Mahdi Bray, head of the MAS Freedom Foundation, which is based in Washington, D.C. and serves as the group’s “public affairs arm” in charge of advocacy, has taken part in several rallies over the years featuring support for terrorism and anti-Semitism.


MAS’s magazine, the American Muslim, featured in a 2002 online edition, a fatwa justifying suicide bombings by Fawsal Mawlawi, the radical Lebanese associate of Sheik Yusuf Qaradawi.


Other Alliances


MAS is closely allied with the Islamic Circle of North America (ICNA), a religious community organization based in Jamaica, New York. Its annual conventions, which it holds together with MAS, draw thousands of participants.


At an MAS-ICNA meeting in Chicago in June 2001, Zulfiqar Ali Shah, ICNA’s president at the time, stated: “If we are unable to stop the Jews now, their next stop is Yathrib [Saudi Arabia], where the Jews used to live until their expulsion by Prophet Muhammad.  That’s the pinnacle of their motives,” according to Islam Online, a Web-based publication connected to Sheik Yusuf Qaradawi.



During MAS-ICNA’s first joint convention in Baltimore in 2002, Shaker Elsayed, then the MAS Secretary General, said about suicide bombing: “The Islamic scholars said whenever there is an attack on an Islamic state or occupation, or the honor of the Muslims has been violated, the Jihad is a must for everyone, a child, a lady and a man. They have to make Jihad with every tool that they can get in their hand.”  Elsayed’s statement echoes a fatwa published by The American Muslim online edition in March 2002.  In the fatwa, Fawsal Mawlawi, a close associate of Qaradawi, explained that “in martyr operations, the Muslim sacrifices his own life for the sake of performing a religious duty, which is Jihad against the enemy.”

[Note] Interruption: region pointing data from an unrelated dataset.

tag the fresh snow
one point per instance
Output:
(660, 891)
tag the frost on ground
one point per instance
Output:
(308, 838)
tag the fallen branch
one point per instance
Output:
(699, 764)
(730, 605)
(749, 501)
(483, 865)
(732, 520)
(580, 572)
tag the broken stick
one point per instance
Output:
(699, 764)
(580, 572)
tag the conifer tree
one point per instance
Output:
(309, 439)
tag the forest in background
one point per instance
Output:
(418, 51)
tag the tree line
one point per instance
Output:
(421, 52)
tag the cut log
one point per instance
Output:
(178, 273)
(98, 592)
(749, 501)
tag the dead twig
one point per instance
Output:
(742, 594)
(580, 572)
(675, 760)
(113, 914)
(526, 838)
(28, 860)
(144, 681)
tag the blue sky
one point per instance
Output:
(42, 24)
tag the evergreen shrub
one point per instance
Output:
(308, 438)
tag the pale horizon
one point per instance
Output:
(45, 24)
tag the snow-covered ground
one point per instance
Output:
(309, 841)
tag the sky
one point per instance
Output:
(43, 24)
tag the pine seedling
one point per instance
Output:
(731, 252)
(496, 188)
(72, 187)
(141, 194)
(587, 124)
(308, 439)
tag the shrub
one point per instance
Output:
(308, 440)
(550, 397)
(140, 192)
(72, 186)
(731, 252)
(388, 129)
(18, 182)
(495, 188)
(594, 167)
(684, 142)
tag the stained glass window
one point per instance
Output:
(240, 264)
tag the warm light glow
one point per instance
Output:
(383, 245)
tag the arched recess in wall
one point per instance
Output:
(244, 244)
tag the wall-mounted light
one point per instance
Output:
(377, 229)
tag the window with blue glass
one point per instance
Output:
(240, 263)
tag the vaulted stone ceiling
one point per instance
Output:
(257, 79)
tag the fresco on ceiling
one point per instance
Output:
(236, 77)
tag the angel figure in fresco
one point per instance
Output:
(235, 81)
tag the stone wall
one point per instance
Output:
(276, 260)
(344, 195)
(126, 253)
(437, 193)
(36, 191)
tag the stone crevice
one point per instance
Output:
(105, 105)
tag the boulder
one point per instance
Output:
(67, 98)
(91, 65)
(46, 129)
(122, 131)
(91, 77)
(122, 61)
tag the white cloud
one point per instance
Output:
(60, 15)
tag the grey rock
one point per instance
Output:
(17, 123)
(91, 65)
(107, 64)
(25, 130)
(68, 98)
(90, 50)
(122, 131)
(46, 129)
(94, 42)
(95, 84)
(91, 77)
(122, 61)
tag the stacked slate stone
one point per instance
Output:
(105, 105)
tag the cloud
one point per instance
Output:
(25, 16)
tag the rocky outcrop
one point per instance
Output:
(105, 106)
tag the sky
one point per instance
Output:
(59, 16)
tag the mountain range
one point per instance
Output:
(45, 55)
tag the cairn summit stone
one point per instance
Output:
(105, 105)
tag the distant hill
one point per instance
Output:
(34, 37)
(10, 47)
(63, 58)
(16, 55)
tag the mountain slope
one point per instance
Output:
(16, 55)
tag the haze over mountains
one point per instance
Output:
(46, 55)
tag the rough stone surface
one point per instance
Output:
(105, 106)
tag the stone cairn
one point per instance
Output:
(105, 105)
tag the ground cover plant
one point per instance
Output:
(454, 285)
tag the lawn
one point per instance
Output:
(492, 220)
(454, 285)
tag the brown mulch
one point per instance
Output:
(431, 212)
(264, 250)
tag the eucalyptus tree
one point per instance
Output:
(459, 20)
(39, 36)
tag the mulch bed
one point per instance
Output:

MAS and ICNA have also drawn closer to the North American branch of a radical anti-Semitic and anti-American Pakistani organization, Tanzeem-e-Islami, which operates in the U.S. under the name Islamic Organization of North America (IONA). MAS and ICNA leaders have attended IONA events and IONA endorsed an MAS event in California in February 2007. At IONA’s official launching event in June 2004, Dr. Souheil Ghannouchi, MAS executive director and former president, said “I don’t think there is any difference” between IONA and MAS ideology.



The Islamic Organization of North America has also distributed anti-Semitic literature, including a book that blames the Jews for spreading usury in order to advance various conspiracies against humanity.  The book, The Prohibition of Riba, reads: “Allah revealed the wickedness of those Jews who changed the Torah to modify the prohibition against usury.”



Promoting Anti-Semitic Literature



MAS publishes The American Muslims, a magazine that has featured anti-Semitic articles.  For example, the cover story in the January 2004 issue featured an article arguing that “the bible is a distorted document” and that “Zionism began with the Old Testament…Unknown authors willingly distorted the word of God to suit their own self-interest…The Middle East conflict today still harkens back to Jews’ erroneous claim that God…gave the ‘Promised Land’ exclusively to Jews…,” the article stated.



The May 2003 issue featured a fictional story depicting Israeli soldiers killing Palestinian civilians, describing the soldiers laughing, their hands covered with blood, as they eat their victims’ bread - evoking the anti-Semitic canard of a blood-libel.